Max parou, com o smoking preto (perfeito para o concerto) em sua mão direita. A pergunta o irritou. Ela ouvira o comentário que ele tinha feito mais cedo a um dos artistas do festival: os músicos vão a lugares como este para morrer.
Seu rosto corou. Ficou feliz em estar de costas para ela. Ergueu-se sobre o pé que já estava com a meia e pegou o outro sapato. “Era uma piada.”
Sua voz era suave, gentil, como se fosse o tipo de homem que não tivesse nenhuma malícia. Ele sabia que isso não era verdade, e tinha um palpite de que ela também sabia. Mas não poderia ter certeza; sabia muito pouco sobre ela.
“Eu sei que era”, ela disse, ajeitando os travesseiros e puxando o edredom sobre seus fartos (e não falsos) seios. “Ainda assim, me fez pensar.”
Ele abotoou parte da camisa, enfiou a gravata borboleta no bolso da calça e procurou pelo paletó. O quarto parecia menor do que duas horas antes. Ao chegar, até lhe parecera charmoso. Tetos inclinados, grandes janelas com uma espetacular vista para o oceano, uma cama bem no centro (o que o surpreendeu), duas poltronas antigas próximas a uma luminária curva, e uma pequena mesa diante da minúscula cozinha. As paredes eram revestidas do chão ao teto por estantes repletas de livros de bolso, bastante manuseados. Até ver isso, ele teria achado que ela era uma turista de fim de semana, como tantos outros, naquela desolada cidade costeira.
“Pensando?”, ele perguntou. “Sobre a morte?”
Ela deu de ombros e acendeu a luminária da mesa ao lado da cama. Ele não havia notado antes nem a luminária, nem a mesa. É claro que ele estava preocupado.
“A morte é um hobby que eu tenho”, ela disse tão calmamente que o deixou nervoso.

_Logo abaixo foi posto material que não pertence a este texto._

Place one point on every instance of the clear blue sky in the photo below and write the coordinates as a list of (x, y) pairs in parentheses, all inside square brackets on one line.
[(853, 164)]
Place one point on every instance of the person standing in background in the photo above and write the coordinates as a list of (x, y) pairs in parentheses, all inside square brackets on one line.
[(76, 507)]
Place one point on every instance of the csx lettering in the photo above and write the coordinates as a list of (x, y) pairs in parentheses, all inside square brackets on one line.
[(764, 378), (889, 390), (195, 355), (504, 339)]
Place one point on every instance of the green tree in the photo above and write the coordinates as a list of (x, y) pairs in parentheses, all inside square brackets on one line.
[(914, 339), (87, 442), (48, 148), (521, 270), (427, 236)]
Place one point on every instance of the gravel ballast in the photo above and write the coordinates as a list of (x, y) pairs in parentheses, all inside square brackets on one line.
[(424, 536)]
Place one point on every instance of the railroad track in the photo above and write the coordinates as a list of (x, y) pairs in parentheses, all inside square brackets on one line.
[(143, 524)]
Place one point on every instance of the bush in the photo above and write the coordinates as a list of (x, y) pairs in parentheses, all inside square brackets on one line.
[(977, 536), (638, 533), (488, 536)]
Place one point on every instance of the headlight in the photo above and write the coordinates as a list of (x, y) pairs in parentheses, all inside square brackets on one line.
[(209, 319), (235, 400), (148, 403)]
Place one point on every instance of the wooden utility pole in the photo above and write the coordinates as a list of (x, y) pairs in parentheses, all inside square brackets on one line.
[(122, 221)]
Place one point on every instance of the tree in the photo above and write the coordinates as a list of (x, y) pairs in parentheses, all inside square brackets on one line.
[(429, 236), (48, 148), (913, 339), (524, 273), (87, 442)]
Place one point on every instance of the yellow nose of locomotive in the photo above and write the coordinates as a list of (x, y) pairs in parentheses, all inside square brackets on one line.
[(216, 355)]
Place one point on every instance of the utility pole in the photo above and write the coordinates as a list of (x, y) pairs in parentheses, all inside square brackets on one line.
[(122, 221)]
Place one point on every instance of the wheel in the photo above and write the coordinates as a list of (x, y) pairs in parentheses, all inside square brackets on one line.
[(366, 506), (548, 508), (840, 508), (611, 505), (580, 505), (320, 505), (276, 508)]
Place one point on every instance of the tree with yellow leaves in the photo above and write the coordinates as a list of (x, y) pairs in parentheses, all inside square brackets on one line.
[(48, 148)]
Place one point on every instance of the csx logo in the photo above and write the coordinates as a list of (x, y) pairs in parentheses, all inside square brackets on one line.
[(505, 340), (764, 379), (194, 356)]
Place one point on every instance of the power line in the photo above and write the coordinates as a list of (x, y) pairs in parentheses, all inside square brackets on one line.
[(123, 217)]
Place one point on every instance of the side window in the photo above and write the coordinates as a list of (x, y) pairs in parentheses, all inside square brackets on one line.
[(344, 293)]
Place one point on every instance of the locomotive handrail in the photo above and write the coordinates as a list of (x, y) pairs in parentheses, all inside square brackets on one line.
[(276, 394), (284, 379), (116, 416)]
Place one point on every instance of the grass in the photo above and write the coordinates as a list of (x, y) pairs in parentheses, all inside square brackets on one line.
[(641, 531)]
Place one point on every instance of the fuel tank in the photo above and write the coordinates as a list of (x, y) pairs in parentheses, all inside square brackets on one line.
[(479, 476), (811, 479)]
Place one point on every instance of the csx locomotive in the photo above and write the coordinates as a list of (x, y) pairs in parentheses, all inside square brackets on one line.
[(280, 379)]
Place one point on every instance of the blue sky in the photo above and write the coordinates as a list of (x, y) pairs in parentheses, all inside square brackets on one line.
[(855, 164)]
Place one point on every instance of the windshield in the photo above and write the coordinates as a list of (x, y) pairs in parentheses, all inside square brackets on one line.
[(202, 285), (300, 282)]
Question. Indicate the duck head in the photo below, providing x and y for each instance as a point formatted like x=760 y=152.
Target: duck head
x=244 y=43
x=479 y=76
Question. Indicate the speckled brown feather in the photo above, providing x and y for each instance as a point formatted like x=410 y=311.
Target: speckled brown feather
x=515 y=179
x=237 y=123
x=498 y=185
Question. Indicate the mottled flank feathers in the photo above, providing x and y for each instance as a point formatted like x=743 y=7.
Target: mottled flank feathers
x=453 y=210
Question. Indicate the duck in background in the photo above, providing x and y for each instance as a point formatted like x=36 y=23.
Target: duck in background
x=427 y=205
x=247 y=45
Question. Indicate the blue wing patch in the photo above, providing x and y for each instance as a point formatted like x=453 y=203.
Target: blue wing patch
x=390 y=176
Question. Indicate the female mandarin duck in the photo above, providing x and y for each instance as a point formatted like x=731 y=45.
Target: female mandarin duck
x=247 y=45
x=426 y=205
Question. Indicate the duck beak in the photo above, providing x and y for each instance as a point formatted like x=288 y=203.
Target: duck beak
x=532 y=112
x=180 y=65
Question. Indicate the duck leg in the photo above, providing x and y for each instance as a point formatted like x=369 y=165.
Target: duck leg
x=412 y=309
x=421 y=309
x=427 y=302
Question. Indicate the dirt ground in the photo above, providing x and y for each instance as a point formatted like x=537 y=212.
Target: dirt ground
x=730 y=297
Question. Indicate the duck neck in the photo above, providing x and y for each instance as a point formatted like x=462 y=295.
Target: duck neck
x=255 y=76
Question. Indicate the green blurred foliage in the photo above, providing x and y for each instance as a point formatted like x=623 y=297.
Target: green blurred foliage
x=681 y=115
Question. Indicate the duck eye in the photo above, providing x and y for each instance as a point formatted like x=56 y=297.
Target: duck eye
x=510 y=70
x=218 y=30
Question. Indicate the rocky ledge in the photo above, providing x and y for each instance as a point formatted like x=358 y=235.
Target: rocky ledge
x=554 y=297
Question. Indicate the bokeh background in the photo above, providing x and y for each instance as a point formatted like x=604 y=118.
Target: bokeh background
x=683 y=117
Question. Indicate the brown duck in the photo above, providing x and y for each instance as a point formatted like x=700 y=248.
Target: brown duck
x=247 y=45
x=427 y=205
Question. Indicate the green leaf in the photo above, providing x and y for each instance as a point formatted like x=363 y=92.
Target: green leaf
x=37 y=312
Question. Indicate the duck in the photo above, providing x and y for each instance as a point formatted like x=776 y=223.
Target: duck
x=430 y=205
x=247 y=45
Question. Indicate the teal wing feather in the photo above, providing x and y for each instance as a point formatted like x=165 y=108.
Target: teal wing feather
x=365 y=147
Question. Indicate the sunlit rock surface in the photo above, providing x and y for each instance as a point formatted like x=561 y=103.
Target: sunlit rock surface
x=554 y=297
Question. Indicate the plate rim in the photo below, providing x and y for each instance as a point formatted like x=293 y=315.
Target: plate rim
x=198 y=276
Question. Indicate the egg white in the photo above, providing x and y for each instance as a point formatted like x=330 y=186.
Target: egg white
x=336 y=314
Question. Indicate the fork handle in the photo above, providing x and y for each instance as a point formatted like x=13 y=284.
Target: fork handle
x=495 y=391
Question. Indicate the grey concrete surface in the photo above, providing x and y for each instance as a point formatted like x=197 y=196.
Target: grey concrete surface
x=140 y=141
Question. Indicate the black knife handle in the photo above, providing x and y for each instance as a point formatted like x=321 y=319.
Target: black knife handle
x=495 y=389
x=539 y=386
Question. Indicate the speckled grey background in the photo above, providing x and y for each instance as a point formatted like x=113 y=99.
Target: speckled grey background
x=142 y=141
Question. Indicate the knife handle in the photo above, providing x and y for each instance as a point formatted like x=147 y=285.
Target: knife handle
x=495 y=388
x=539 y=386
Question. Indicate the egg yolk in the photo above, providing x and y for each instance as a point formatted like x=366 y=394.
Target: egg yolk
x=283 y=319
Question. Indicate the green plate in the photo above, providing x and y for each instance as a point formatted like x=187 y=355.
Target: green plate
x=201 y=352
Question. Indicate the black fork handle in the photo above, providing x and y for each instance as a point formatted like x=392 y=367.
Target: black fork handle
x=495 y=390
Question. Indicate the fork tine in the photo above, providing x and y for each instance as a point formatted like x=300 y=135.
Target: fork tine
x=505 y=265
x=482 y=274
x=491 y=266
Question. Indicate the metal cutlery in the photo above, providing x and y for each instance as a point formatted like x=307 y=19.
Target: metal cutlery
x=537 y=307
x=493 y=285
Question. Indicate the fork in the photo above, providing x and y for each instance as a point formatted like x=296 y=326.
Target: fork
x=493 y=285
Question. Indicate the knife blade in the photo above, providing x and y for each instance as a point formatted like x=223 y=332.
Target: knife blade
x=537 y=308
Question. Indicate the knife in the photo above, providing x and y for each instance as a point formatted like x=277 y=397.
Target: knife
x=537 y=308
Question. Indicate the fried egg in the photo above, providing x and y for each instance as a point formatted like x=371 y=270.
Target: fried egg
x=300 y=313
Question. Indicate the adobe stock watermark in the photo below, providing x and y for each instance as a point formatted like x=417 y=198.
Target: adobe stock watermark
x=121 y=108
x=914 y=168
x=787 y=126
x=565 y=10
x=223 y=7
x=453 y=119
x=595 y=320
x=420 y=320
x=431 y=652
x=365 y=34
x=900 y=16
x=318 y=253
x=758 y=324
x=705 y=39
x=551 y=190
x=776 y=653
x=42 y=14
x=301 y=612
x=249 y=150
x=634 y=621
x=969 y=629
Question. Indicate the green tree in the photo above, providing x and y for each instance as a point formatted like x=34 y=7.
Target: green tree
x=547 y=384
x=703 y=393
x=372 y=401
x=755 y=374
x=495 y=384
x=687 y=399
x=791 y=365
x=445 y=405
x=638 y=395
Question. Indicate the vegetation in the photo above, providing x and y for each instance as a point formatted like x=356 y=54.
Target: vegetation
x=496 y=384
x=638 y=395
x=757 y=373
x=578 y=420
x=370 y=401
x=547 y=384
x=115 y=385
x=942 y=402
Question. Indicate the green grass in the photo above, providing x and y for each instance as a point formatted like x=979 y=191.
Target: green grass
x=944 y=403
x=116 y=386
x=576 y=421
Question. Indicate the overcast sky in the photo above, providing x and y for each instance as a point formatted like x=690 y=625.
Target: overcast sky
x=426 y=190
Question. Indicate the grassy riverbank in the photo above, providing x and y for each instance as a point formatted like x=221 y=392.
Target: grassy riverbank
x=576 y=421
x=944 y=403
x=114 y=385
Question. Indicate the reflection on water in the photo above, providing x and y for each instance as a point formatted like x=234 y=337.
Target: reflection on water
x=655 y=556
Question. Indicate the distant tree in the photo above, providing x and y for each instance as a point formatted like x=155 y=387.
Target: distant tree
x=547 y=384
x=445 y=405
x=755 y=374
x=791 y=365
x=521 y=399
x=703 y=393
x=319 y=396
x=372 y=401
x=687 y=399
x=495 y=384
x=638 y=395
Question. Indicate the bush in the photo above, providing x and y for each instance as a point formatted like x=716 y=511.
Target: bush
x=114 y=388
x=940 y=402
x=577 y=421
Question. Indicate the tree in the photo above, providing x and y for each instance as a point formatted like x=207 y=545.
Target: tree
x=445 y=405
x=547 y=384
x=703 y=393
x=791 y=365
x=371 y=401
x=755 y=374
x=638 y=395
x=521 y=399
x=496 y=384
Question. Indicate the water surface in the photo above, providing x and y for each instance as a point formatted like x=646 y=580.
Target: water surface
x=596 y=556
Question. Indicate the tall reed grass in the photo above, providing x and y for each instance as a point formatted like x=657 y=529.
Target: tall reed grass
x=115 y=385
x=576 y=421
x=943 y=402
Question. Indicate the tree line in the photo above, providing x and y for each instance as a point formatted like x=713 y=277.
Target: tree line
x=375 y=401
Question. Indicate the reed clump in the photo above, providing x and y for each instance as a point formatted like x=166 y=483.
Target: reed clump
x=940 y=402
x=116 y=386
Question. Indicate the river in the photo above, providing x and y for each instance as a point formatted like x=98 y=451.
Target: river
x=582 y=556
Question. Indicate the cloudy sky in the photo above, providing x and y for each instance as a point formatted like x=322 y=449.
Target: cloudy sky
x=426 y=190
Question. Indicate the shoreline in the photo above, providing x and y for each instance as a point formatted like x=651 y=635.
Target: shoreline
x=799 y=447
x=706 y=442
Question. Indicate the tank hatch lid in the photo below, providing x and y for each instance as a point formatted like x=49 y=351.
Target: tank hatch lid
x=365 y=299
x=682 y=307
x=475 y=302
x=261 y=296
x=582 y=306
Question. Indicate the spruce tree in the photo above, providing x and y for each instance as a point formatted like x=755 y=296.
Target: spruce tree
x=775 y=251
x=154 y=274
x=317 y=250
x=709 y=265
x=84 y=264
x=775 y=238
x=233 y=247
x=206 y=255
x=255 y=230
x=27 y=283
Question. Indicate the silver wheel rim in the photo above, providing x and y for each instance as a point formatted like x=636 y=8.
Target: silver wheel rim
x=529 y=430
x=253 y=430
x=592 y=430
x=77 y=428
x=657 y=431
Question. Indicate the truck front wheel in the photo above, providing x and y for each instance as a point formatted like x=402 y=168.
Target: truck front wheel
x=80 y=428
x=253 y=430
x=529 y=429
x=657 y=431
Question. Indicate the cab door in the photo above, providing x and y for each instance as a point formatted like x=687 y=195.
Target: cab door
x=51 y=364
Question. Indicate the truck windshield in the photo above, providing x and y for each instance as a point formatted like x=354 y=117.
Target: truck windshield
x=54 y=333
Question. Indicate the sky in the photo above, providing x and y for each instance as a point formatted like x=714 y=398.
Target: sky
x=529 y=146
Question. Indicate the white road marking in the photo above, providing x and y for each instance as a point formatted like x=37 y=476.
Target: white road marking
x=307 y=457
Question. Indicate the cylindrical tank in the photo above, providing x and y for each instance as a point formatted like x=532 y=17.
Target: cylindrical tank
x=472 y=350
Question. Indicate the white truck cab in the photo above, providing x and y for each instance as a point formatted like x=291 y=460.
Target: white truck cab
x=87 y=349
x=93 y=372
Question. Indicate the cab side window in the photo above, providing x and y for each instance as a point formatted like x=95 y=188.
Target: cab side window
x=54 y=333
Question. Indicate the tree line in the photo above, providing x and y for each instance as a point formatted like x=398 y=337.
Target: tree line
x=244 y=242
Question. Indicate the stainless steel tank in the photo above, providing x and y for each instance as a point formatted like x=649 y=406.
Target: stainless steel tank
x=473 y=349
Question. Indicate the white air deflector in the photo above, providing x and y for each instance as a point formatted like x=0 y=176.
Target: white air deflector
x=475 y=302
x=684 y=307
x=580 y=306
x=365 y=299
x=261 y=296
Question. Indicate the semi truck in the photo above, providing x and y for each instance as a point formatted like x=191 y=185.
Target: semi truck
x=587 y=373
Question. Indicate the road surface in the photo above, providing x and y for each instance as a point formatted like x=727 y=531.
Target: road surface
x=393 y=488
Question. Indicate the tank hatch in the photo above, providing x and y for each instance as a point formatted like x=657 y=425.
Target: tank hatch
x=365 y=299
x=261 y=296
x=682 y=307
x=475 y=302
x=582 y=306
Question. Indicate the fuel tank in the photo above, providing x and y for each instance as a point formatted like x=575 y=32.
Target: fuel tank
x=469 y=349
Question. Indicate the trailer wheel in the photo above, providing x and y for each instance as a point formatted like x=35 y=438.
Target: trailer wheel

Ele finalmente se virou para ela. Devia ter uns quarenta anos, mais ou menos, mas, ainda assim, era bela de um jeito maduro, algo que ele raramente via fora das grandes cidades.
Não se parecia nem um pouco com uma típica fã de música clássica. Já que, seguramente, a maior parte eram mulheres de meia-idade, com tempo demais para gastar, e cuja beleza (se é que um dia possuíram alguma) havia se esvaído. Ostentavam agora uma beleza suave, ou um olhar competentemente inteligente em suas faces cansadas. Seu jeito de vestir fazia com que parecessem bibliotecárias, e ele sempre percebia nelas um certo desespero.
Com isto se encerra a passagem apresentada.